Please moderator approve this blog entry because it is worth approving!!
Will said…
Happy to approve your comment but please, don't be so hard on yourself.
Anonymous said…
I think I am the fifth guided by google....but still chose to change it to read "lacking"
Anonymous said…
Given that confidence is a level based adjective, i.e. how much, confidence is something you have enough of, or not enough of, therefore the prefix un- is plausibly impossible to use. The Un- prefix is used to reverse or the absence of. since having negative confidence or zero confidence would suggest a person who has no ability to do anything through fear, would be effectively dead (fear of eating).

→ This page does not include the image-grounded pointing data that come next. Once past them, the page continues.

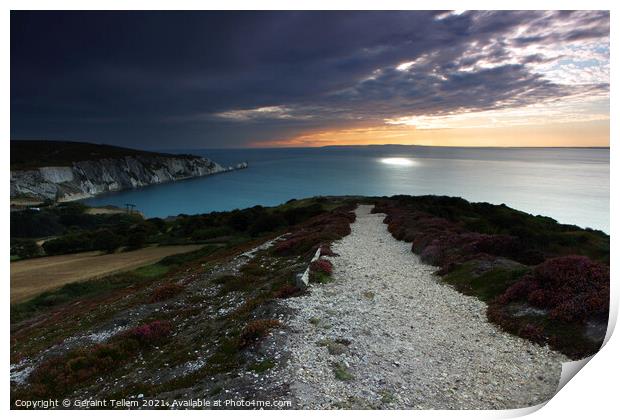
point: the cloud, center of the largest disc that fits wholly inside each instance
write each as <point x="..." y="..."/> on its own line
<point x="214" y="72"/>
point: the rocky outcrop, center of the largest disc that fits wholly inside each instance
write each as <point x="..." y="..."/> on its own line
<point x="91" y="177"/>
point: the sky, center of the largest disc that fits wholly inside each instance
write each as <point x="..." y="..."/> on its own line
<point x="171" y="80"/>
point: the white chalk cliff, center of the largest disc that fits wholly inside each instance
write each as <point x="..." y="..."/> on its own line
<point x="91" y="177"/>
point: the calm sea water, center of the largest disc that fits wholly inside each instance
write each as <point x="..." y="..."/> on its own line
<point x="570" y="185"/>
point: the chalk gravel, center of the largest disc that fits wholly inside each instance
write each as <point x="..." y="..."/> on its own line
<point x="414" y="342"/>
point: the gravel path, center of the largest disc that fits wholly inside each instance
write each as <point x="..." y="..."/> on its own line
<point x="397" y="338"/>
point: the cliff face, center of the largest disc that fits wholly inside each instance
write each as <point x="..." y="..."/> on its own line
<point x="90" y="177"/>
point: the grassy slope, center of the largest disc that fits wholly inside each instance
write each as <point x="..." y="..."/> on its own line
<point x="215" y="308"/>
<point x="34" y="276"/>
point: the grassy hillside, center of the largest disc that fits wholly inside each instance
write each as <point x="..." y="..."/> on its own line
<point x="30" y="154"/>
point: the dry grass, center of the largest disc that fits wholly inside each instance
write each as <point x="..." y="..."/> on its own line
<point x="34" y="276"/>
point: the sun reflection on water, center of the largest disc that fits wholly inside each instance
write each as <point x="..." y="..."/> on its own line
<point x="398" y="161"/>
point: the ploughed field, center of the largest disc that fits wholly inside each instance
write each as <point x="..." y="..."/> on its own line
<point x="231" y="320"/>
<point x="34" y="276"/>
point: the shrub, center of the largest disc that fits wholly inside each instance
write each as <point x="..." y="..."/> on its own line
<point x="573" y="288"/>
<point x="165" y="292"/>
<point x="149" y="334"/>
<point x="58" y="375"/>
<point x="324" y="228"/>
<point x="256" y="330"/>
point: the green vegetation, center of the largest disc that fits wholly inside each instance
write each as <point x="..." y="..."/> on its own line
<point x="485" y="285"/>
<point x="342" y="373"/>
<point x="544" y="281"/>
<point x="218" y="314"/>
<point x="68" y="228"/>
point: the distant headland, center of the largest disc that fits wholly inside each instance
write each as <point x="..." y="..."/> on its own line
<point x="65" y="171"/>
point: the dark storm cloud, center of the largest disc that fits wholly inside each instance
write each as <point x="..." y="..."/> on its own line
<point x="168" y="79"/>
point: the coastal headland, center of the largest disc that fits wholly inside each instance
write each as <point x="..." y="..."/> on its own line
<point x="412" y="302"/>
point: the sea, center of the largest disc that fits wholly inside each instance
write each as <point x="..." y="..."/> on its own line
<point x="570" y="185"/>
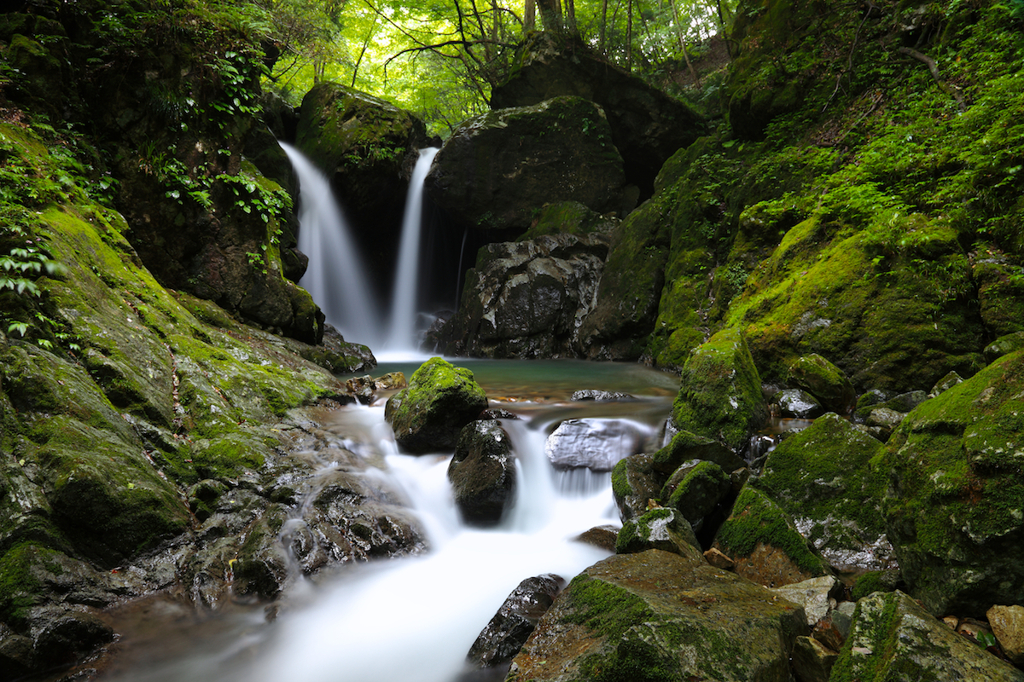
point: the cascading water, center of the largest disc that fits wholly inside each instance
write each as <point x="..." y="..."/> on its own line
<point x="334" y="278"/>
<point x="401" y="330"/>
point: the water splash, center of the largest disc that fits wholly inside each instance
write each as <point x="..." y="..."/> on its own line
<point x="335" y="276"/>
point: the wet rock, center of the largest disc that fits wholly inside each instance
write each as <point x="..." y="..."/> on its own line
<point x="720" y="392"/>
<point x="515" y="621"/>
<point x="482" y="473"/>
<point x="796" y="402"/>
<point x="647" y="126"/>
<point x="614" y="620"/>
<point x="823" y="476"/>
<point x="764" y="542"/>
<point x="496" y="169"/>
<point x="659" y="528"/>
<point x="1008" y="626"/>
<point x="634" y="483"/>
<point x="893" y="637"/>
<point x="824" y="381"/>
<point x="600" y="396"/>
<point x="817" y="596"/>
<point x="956" y="529"/>
<point x="439" y="400"/>
<point x="526" y="299"/>
<point x="593" y="442"/>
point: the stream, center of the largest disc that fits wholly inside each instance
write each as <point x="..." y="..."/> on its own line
<point x="414" y="619"/>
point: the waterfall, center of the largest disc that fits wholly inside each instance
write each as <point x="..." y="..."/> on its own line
<point x="335" y="278"/>
<point x="401" y="330"/>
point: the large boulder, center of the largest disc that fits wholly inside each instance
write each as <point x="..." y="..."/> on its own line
<point x="440" y="398"/>
<point x="525" y="299"/>
<point x="955" y="494"/>
<point x="499" y="168"/>
<point x="720" y="392"/>
<point x="482" y="472"/>
<point x="367" y="147"/>
<point x="893" y="638"/>
<point x="651" y="616"/>
<point x="647" y="125"/>
<point x="828" y="477"/>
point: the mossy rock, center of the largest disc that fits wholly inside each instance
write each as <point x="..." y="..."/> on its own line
<point x="955" y="493"/>
<point x="647" y="616"/>
<point x="824" y="381"/>
<point x="430" y="413"/>
<point x="764" y="542"/>
<point x="830" y="479"/>
<point x="720" y="392"/>
<point x="893" y="638"/>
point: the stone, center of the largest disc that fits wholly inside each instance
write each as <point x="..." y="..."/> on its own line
<point x="824" y="381"/>
<point x="954" y="494"/>
<point x="482" y="473"/>
<point x="647" y="126"/>
<point x="892" y="637"/>
<point x="526" y="299"/>
<point x="1008" y="626"/>
<point x="651" y="615"/>
<point x="797" y="402"/>
<point x="826" y="478"/>
<point x="634" y="483"/>
<point x="430" y="413"/>
<point x="593" y="442"/>
<point x="497" y="168"/>
<point x="816" y="595"/>
<point x="720" y="392"/>
<point x="515" y="621"/>
<point x="659" y="528"/>
<point x="763" y="541"/>
<point x="812" y="661"/>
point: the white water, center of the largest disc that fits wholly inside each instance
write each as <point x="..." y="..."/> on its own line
<point x="400" y="342"/>
<point x="335" y="276"/>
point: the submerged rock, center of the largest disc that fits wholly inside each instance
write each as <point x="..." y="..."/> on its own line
<point x="482" y="473"/>
<point x="892" y="637"/>
<point x="515" y="621"/>
<point x="439" y="400"/>
<point x="656" y="611"/>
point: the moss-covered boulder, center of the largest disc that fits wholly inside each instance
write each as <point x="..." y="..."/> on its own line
<point x="368" y="147"/>
<point x="830" y="479"/>
<point x="765" y="544"/>
<point x="659" y="528"/>
<point x="955" y="493"/>
<point x="647" y="125"/>
<point x="498" y="169"/>
<point x="482" y="473"/>
<point x="824" y="381"/>
<point x="892" y="637"/>
<point x="720" y="392"/>
<point x="526" y="299"/>
<point x="439" y="400"/>
<point x="657" y="615"/>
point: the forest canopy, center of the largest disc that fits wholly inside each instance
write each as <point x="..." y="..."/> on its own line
<point x="440" y="57"/>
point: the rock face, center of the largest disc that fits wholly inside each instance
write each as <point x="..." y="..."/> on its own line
<point x="650" y="616"/>
<point x="720" y="392"/>
<point x="593" y="442"/>
<point x="497" y="169"/>
<point x="647" y="126"/>
<point x="526" y="299"/>
<point x="507" y="631"/>
<point x="440" y="399"/>
<point x="367" y="146"/>
<point x="482" y="473"/>
<point x="893" y="637"/>
<point x="955" y="492"/>
<point x="829" y="479"/>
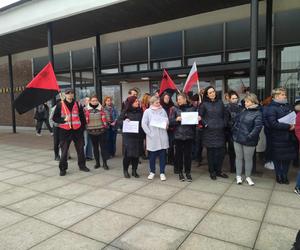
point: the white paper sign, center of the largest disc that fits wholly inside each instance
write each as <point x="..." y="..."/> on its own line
<point x="159" y="122"/>
<point x="288" y="119"/>
<point x="189" y="118"/>
<point x="130" y="127"/>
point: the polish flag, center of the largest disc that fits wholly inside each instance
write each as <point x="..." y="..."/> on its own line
<point x="192" y="79"/>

The prefix in- can suggest lacking or reduction of ability, so is plausible, and has case usage in net-blogs, while the more correct form, its lack of world usage in wide spread English, means that is sounds 'incorrect'.
Johnny said…
I'm here by Google as well.
Oh yeahhhhh.
Anyway, um, I think I'm still gonna use the word.
But with a hyphen.
Because hyphens are cool.
They make everything right.
Mary & Anne said…
Also led here by Google, we are 2 Americans, one of us an English teacher.

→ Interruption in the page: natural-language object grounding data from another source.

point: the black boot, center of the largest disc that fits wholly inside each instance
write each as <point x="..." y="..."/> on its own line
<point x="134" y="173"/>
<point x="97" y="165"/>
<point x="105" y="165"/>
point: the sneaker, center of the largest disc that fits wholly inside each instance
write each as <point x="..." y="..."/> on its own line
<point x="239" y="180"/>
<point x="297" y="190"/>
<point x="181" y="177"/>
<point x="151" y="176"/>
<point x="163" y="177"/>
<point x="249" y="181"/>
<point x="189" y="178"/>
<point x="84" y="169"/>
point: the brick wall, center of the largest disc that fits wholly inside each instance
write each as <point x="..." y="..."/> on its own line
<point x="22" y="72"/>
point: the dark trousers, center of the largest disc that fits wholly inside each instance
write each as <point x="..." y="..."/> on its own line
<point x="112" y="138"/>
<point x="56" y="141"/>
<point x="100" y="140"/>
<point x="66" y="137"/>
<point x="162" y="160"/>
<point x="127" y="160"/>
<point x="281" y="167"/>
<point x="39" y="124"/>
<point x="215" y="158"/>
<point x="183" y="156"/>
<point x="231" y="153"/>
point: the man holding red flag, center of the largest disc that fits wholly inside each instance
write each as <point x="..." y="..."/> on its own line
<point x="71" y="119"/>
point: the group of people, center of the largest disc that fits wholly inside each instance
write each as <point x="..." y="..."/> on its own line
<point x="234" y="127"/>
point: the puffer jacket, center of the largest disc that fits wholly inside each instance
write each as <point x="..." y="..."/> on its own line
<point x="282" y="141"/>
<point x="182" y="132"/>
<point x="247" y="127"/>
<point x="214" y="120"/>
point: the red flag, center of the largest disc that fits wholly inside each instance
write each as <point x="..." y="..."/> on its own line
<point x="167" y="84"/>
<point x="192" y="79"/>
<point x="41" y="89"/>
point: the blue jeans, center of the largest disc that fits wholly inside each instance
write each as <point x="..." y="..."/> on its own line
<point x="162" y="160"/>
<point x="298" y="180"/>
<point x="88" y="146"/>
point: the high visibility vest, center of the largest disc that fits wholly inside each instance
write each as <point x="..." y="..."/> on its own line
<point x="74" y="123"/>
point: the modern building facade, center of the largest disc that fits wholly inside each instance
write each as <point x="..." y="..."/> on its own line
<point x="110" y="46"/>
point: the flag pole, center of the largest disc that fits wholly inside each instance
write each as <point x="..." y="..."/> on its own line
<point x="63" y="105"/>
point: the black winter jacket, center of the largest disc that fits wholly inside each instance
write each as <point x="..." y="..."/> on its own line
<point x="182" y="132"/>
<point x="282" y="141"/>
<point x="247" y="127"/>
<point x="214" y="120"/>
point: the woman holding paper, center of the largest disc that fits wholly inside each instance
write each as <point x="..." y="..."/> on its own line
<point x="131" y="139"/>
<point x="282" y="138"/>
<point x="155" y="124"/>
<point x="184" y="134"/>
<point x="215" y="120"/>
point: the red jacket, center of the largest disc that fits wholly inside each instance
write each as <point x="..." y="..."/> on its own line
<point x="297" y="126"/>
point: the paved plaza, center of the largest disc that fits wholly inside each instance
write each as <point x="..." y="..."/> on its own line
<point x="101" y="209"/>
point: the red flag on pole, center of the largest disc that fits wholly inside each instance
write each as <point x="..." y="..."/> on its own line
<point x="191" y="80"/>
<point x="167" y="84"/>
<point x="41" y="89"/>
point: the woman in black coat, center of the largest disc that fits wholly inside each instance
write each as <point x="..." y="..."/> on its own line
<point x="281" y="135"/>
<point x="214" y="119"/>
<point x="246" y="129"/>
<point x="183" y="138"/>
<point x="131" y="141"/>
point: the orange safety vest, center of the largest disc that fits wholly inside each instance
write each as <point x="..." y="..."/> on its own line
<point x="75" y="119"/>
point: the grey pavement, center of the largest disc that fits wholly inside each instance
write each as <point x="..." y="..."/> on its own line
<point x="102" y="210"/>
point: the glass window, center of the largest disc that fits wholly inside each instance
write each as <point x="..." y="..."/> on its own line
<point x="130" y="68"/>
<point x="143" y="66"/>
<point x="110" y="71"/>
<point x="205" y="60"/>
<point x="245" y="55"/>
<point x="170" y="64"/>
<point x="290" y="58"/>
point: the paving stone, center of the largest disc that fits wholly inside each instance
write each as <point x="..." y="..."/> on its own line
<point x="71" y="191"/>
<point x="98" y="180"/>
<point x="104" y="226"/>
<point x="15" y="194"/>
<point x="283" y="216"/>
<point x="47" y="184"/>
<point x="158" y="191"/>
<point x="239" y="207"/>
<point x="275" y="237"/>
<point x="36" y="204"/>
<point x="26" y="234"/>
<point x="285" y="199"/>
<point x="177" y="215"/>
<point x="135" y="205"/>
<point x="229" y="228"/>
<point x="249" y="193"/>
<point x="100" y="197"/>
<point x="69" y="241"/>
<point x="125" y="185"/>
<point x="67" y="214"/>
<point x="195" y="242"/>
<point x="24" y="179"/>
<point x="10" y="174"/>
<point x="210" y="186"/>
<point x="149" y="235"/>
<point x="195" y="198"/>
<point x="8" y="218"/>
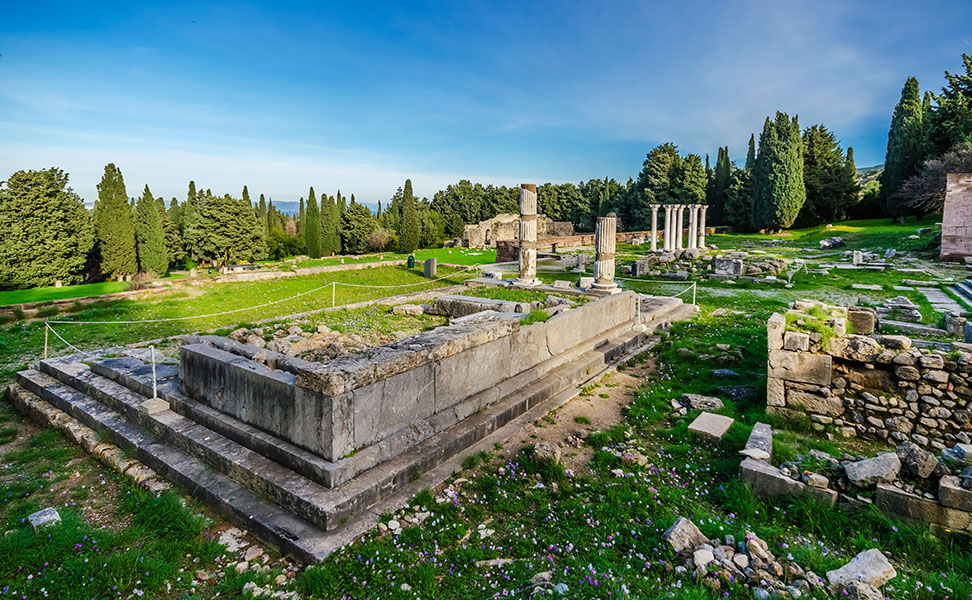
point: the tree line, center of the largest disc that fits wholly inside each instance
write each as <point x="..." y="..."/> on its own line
<point x="930" y="136"/>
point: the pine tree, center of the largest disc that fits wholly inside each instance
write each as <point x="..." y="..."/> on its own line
<point x="411" y="228"/>
<point x="46" y="231"/>
<point x="313" y="232"/>
<point x="906" y="143"/>
<point x="331" y="224"/>
<point x="153" y="257"/>
<point x="778" y="189"/>
<point x="114" y="225"/>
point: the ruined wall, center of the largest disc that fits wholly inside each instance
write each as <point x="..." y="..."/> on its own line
<point x="398" y="394"/>
<point x="872" y="386"/>
<point x="957" y="217"/>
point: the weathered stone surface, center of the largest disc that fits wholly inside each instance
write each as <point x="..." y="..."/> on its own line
<point x="760" y="443"/>
<point x="870" y="566"/>
<point x="882" y="468"/>
<point x="44" y="518"/>
<point x="854" y="347"/>
<point x="800" y="367"/>
<point x="894" y="500"/>
<point x="684" y="535"/>
<point x="767" y="480"/>
<point x="952" y="495"/>
<point x="699" y="402"/>
<point x="915" y="460"/>
<point x="711" y="425"/>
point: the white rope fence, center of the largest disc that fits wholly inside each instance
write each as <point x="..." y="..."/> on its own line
<point x="333" y="285"/>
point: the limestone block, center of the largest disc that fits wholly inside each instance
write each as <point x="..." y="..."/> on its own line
<point x="767" y="480"/>
<point x="801" y="367"/>
<point x="775" y="392"/>
<point x="854" y="347"/>
<point x="774" y="331"/>
<point x="952" y="495"/>
<point x="894" y="500"/>
<point x="870" y="566"/>
<point x="44" y="518"/>
<point x="796" y="341"/>
<point x="711" y="425"/>
<point x="882" y="468"/>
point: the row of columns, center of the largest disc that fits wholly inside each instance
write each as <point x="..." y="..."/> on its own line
<point x="675" y="226"/>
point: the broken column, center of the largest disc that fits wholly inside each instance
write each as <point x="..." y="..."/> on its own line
<point x="654" y="227"/>
<point x="528" y="235"/>
<point x="679" y="223"/>
<point x="605" y="239"/>
<point x="705" y="207"/>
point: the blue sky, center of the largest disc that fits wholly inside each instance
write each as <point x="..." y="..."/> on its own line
<point x="357" y="97"/>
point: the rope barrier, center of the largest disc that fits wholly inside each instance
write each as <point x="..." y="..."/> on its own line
<point x="271" y="303"/>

We were just watching a UK tv show where a dog trainer was using the word. When we heard it we both looked at eachother-- unconfident?

We were thinking it must be a British thing.

In the end, we are split. My mother, the English teacher, says she wouldn't recommend or use it.

I've lived abroad and tend to view and use language more adaptively. I would call it "poetic license" and move on.

Just our 4 cents.
Anonymous said…
No kidding!! My husband and I were both brought here by Google and the British dog training program of which you speak. My husband likes the use of the word unconfident. I, however, do not.
Paul A. Kroll said…
I googled it too. I was chatting with a Russian student of mine that was comparing President Elect Obama, and his speech giving skills to President Bush. I heard unconfident and told him it was correct (he questioned it when he said it), but I looked it up and didn't find it in my dictionary. Right now, as I'm writing this entry, it is underlined in red to alert me of its incorrectness. I don't think it's bad, but if so many curious people feel the need to check its validity then it probably shouldn't be used. Just my opinion.
Anonymous said…
I too stumbled upon this blog while 'googling' for a resolution to the question at hand, but all of these posts leave me feeling unconfident that a consensus has been reached. Thanks anyway :)
Anonymous said…
Well, it's January 2010, in California, and I just heard the word "unconfident" used on TV, and had to check. It just doesn't sound right, and I won't be using it. The debate continues...
Will said…
I'm amazed this continues. I should have called my blog the Unconfident Blog! Anyway, glad to have another opinion. For the record, I am firmly on the side of avoiding the word.

[Sudden thought] I'll call the next album Unconfident. Maybe it'll sell more. ;-)
Anonymous said…
Against.
There are far more creative ways of expressing a lack of confidence without resorting to the very ugly word that is 'unconfident'.